Choosing flooring may be one of the hardest decisions in the building industry. Performance, design options, budget, installation, maintenance, embodied impacts, and durability all come into play. With all that in mind, there’s no perfect solution. Even after narrowing it down based on application and decided resilient flooring is best, there are still a dizzying number of options.
This may be part of the reason the industry tends to default to luxury vinyl tile and plank and, for healthcare situations, sheet vinyl. Vinyl’s low cost, popular design options, well understood installation, and low maintenance make it an easy choice.

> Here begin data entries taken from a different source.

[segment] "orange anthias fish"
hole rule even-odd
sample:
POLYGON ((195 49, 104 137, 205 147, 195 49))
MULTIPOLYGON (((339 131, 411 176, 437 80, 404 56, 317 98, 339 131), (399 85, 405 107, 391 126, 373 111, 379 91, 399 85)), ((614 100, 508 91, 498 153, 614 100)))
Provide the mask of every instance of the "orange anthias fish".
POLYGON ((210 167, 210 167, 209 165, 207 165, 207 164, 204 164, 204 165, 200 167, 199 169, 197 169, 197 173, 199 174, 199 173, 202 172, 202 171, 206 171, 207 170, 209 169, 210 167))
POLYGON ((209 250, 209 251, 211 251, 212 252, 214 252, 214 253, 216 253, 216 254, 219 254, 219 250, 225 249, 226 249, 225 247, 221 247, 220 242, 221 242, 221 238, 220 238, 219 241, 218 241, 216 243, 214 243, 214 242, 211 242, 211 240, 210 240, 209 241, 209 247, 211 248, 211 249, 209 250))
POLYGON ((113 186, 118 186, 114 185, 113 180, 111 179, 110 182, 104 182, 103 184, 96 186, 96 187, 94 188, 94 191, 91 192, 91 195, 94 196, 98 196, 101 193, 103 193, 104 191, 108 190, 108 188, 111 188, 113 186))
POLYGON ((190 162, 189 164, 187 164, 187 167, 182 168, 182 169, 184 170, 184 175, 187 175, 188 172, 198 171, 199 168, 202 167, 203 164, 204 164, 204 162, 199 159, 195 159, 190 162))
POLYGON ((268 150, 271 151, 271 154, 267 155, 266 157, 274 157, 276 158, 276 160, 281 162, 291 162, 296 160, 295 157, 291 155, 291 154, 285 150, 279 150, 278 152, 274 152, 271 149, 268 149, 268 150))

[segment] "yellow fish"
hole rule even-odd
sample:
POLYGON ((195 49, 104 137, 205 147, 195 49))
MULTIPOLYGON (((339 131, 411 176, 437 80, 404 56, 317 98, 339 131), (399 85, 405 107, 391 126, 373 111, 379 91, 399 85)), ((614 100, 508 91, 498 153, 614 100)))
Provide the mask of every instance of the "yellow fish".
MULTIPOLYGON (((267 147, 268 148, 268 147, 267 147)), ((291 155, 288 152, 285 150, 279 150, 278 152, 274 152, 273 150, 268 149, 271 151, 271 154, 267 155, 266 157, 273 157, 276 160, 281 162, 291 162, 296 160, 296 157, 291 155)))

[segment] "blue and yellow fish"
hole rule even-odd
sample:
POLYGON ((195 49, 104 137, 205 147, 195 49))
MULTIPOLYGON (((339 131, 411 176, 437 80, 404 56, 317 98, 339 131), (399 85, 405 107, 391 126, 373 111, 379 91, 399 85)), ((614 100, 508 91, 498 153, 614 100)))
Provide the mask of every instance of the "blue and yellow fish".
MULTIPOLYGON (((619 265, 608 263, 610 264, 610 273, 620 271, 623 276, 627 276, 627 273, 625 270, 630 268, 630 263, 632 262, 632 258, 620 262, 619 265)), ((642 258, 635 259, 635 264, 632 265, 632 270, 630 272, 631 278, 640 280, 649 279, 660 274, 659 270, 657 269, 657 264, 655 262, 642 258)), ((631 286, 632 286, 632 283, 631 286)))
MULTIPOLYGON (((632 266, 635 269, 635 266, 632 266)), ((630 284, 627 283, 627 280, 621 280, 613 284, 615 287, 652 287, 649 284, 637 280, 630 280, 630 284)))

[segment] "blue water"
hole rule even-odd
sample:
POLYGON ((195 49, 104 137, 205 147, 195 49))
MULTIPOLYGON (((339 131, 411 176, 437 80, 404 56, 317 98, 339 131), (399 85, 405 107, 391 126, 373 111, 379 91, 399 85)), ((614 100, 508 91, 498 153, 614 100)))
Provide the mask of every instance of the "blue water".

Other considerations are the track record of a product or its place of origin. There are products on the market that have been problematic both in hard and soft surface flooring materials. If facility managers don’t do their research, they may wind up with one of them only to have them fail. At that point they are faced with not only having to replace the product and the likelihood that it will wind up in a landfill — there goes your green initiative. In addition, managers will have the cost of replacement, sourcing another product, shutting down the areas of their facility that are affected by the failed flooring and the aggravation of dealing with this issue.
One of the most important considerations to be as green as possible is to make sure the flooring material being considered or specified can perform and be installed without failing. There is a famous saying about flooring: “get it in the door and keep it on the floor.” No matter how green a product is, if it fails, needs to be replaced, winds up in a landfill and costs a fortune, it wasn’t green.
Lewis G. Migliore is president of LGM & Associates and has been associated with the floor covering industry for the past 50 years.